Jason writes http://obama.3cdn.net/20badf9c4471379fcc_h3m6bxsaa.pdf, from BOfPWHQ:

To: Interested parties
Fr: Jason Furman, Economic Policy Director, Obama Campaign
Re: John McCain’s tax plan is $2.8 trillion more expensive than his advisors previously admitted
Dt: July 23, 2008

In recent months, Senator McCain and his campaign staff have offered several different, and often conflicting, descriptions of the McCain tax plan. As the New York Times concluded, “Mr. McCain is having it both ways. On the campaign trail, he has sounded like a bold tax cutter. To budget wonks, though, his campaign has gingerly inched away from those plans, saying details will be forthcoming. In the meantime, the most-cited analysis of his proposed budget doesn’t square with what he is saying on the stump.”

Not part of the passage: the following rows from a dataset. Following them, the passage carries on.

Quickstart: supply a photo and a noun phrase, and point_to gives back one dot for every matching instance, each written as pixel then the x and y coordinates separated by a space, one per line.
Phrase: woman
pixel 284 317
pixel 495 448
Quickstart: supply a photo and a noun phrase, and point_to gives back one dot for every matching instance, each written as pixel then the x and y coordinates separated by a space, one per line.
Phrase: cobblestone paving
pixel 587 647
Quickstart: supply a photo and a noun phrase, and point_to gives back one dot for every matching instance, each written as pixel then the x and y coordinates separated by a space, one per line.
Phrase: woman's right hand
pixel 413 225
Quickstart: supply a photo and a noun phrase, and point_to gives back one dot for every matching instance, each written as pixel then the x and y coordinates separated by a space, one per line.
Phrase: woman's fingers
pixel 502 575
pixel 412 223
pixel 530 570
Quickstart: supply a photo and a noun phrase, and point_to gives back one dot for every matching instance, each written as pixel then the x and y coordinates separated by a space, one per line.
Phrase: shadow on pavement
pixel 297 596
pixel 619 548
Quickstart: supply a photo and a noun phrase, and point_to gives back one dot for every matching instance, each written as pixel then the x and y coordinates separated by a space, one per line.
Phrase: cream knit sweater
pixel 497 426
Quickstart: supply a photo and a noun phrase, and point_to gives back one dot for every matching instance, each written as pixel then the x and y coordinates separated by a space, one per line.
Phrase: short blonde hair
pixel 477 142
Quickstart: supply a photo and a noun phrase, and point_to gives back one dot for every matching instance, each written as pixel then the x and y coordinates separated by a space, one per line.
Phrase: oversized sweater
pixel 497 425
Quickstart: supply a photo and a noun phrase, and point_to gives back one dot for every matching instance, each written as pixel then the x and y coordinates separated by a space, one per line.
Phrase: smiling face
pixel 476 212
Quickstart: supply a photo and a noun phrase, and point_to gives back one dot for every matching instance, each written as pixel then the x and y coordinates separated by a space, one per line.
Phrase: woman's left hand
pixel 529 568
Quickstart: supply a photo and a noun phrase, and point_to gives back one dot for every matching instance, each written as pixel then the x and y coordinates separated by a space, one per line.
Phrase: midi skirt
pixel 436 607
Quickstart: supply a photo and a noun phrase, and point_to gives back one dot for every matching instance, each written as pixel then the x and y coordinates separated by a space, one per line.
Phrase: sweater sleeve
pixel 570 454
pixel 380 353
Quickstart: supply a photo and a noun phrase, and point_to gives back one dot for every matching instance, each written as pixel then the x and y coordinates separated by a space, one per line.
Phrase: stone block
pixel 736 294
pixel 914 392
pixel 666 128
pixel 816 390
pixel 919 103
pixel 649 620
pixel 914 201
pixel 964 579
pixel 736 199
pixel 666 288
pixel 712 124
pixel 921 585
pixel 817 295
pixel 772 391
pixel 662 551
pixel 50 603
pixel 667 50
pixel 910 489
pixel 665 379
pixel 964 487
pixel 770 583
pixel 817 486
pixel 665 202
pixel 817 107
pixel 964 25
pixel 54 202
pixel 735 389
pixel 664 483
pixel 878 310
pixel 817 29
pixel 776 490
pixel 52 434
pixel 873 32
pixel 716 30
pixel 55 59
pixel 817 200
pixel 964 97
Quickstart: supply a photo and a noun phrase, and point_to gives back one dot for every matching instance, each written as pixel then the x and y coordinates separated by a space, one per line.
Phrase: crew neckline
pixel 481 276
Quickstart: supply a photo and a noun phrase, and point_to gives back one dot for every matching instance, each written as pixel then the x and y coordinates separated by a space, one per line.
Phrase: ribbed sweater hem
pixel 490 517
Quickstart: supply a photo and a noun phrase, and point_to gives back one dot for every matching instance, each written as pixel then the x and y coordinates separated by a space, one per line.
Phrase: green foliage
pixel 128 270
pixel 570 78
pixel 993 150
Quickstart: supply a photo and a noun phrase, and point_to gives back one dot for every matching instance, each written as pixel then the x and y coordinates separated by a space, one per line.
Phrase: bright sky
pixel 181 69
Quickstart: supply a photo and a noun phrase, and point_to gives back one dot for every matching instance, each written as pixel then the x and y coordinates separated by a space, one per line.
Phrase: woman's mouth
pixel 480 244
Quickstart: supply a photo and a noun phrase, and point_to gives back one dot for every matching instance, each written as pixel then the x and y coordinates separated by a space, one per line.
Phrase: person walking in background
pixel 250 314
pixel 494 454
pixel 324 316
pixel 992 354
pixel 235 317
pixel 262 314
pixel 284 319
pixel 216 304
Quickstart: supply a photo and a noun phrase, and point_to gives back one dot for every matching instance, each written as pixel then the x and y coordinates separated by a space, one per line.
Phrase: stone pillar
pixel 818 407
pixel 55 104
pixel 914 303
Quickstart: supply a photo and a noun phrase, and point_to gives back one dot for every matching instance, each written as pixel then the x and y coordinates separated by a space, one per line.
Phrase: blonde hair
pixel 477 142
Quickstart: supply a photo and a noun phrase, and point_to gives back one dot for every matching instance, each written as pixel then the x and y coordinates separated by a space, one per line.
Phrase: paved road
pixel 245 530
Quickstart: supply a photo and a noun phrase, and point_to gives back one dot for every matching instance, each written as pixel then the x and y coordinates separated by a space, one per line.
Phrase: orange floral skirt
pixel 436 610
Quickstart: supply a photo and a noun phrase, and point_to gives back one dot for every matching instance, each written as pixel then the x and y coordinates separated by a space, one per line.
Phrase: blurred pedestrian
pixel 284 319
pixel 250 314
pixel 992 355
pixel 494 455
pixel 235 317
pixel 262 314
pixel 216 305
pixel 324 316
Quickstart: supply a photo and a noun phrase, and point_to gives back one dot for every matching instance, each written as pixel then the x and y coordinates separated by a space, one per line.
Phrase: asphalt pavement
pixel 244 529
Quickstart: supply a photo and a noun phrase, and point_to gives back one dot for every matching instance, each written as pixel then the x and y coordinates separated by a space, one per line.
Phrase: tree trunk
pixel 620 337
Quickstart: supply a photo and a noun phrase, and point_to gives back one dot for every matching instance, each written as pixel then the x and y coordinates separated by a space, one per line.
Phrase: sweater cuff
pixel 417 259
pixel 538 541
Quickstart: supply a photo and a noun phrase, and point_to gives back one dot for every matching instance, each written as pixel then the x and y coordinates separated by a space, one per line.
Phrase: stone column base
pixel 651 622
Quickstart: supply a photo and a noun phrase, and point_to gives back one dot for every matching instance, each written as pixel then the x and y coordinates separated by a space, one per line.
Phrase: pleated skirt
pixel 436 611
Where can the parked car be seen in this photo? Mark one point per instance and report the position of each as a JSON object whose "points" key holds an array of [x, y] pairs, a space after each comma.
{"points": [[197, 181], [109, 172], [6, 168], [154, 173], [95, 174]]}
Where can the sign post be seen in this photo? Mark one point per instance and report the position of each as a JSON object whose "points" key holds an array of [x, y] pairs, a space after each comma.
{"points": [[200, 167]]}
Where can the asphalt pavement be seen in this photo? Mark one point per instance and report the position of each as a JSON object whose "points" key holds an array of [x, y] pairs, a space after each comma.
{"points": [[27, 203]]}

To take just one example, on the McCain website, it states that “John McCain will permanently repeal the AMT” and the McCain campaign touts this as a $2,700 tax cut for 25 million families. Yet in July when the Tax Policy Center undertook an analysis that threatened to show the true fiscal cost and the full extent of the regressivity of Senator McCain’s tax plans, his aides apparently told the Tax Policy Center that this was not his plan and their analysis accordingly stated “Senator McCain does not plan to repeal the individual AMT.” According to the McCain campaign’s own estimates, the difference between these two positions is $60 billion per year.

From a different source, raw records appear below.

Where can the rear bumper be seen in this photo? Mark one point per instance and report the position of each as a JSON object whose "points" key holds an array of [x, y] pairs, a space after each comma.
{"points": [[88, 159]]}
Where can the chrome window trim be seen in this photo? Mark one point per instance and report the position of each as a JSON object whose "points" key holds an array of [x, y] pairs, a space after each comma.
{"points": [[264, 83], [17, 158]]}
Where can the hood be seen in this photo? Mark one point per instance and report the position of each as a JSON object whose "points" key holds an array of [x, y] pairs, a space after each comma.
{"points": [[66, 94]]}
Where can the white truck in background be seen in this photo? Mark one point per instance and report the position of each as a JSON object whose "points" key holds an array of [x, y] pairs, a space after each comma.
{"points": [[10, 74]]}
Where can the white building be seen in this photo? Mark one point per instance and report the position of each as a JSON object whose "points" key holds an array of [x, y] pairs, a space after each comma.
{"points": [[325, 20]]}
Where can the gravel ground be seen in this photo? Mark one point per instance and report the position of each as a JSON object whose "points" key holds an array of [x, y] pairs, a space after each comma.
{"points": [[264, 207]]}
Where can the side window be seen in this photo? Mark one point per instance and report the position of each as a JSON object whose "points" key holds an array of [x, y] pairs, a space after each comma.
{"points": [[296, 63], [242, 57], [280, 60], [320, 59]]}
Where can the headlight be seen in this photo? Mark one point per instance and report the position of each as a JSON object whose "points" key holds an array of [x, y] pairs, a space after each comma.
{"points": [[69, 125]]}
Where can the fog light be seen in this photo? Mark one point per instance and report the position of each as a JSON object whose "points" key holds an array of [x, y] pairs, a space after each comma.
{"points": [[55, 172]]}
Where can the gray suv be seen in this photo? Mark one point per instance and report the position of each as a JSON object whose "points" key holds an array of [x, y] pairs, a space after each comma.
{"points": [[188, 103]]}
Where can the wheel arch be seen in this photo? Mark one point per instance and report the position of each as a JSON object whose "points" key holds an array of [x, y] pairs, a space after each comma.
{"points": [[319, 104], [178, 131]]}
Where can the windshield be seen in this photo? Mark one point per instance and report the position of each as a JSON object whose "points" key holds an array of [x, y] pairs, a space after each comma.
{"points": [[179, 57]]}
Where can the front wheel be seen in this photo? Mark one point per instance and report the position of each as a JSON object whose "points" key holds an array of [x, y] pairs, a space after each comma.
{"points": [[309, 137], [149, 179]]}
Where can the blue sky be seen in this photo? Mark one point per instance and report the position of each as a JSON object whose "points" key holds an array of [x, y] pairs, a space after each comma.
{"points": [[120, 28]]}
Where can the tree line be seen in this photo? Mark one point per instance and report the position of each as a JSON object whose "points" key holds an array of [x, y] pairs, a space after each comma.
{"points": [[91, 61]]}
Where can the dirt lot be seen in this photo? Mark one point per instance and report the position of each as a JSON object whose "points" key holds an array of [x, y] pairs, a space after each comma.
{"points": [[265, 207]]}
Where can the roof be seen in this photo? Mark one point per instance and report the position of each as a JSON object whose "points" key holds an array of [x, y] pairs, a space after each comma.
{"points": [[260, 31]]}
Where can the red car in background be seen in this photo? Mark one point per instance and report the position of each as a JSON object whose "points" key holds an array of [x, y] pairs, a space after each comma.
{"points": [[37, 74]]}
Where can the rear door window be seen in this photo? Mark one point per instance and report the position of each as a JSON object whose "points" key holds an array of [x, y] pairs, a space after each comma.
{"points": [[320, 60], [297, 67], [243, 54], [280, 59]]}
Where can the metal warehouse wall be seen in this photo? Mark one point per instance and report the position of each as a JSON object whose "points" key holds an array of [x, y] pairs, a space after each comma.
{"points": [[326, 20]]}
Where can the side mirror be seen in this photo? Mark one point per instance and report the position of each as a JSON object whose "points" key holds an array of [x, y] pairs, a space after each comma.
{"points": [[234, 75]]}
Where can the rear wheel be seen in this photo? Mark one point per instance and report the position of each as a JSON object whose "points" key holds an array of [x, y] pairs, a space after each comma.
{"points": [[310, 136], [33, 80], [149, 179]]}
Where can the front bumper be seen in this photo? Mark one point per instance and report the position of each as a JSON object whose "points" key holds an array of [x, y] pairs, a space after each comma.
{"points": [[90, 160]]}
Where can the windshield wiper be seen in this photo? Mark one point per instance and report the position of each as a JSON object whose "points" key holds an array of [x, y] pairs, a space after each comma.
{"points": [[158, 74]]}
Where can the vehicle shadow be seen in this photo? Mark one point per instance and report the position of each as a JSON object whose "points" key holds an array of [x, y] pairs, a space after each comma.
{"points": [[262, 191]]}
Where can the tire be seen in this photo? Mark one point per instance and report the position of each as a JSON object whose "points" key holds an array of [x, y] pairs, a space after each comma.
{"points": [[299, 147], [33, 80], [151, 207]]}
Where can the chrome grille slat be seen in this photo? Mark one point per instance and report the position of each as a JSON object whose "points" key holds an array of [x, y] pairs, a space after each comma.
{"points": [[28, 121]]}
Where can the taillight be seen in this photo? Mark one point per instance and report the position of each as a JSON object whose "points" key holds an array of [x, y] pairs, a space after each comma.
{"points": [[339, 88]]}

Today, the Tax Policy Center released a new analysis of the McCain and Obama tax plans, which provides a comparison between what each of the candidates says on taxes (their actual plans) and what their campaign advisors claim. It finds that the true cost of Senator McCain’s tax proposals is $2.8 trillion larger than what his advisors have acknowledged. And most of that $2.8 trillion is the cost of yet more tax cuts for corporations and the wealthy. The plan still offers very little for ordinary Americans.

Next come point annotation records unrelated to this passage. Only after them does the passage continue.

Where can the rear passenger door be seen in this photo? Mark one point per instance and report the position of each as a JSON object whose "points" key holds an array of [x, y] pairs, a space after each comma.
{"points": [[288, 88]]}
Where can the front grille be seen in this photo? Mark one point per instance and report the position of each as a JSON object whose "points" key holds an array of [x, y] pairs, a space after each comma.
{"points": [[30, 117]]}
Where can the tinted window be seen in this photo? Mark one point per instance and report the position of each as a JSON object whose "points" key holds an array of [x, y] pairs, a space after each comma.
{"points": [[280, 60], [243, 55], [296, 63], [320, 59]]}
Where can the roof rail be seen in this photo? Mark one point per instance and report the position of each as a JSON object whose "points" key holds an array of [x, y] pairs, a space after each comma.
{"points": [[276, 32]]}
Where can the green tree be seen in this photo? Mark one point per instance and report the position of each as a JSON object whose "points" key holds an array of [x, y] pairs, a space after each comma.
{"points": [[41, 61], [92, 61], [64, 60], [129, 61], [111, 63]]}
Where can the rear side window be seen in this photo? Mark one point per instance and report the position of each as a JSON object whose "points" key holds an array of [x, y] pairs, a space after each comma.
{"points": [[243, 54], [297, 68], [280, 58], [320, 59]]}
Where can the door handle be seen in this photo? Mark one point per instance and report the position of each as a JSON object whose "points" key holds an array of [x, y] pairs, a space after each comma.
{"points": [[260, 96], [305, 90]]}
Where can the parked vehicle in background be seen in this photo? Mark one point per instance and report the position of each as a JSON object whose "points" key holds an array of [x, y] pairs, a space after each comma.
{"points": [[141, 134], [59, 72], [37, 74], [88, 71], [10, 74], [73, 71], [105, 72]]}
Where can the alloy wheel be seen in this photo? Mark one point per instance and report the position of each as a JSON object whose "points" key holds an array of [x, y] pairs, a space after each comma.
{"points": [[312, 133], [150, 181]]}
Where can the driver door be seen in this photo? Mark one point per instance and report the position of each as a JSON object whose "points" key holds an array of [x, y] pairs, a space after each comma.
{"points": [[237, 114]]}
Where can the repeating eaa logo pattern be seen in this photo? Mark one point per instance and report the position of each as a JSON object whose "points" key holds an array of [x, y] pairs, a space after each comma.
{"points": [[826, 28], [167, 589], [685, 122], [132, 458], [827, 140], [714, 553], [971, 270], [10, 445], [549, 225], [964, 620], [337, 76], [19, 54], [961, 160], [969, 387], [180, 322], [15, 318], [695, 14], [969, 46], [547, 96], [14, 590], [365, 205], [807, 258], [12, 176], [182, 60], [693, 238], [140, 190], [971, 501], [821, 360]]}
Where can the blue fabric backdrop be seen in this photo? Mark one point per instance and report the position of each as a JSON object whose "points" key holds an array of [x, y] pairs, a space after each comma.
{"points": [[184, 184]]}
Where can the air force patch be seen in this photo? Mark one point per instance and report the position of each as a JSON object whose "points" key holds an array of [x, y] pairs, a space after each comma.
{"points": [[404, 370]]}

While the Tax Policy Center analysis has some flaws, it confirms a number of important points about the candidates’ tax plans:

  1. John McCain’s actual tax policies are $2.8 trillion more expensive than his advisors previously admitted.
  2. Even the extra $2.8 trillion in tax cuts does not change the fact that, as the National Review editorialized, “the McCain plan… offers very little in the way of direct benefits to Americans in the middle of the income scale.” McCain’s true, expensive tax cut offers only half as much to the middle class as the Obama tax plan. (The original plan described by advisers offered one-third as much to the middle class as the Obama plan.)
  3. McCain’s true tax policies are even more stacked against typical families than his campaign previously admitted – giving a total of $1.8 trillion in tax cuts to corporations and more than a half-million dollars ($577,000) per year to the 0.1 percent of taxpayers who make more than $2.8 million per year. A different analysis shows that the oil companies would get $4 billion of these tax cuts, including $1.2 billion for Exxon-Mobil alone.
  4. IRS data shows that McCain’s only middle class tax cut provides $0 in direct relief to 101 million households. Ninety seven percent of seniors would get nothing from McCain’s middle class tax cut.
  5. Obama’s numbers add up – while McCain’s plan would add $3.4 trillion to the deficit over the next decade and would require cutting Social Security and Medicare by 56 percent to meet McCain’s goal of balancing the budget in 2013.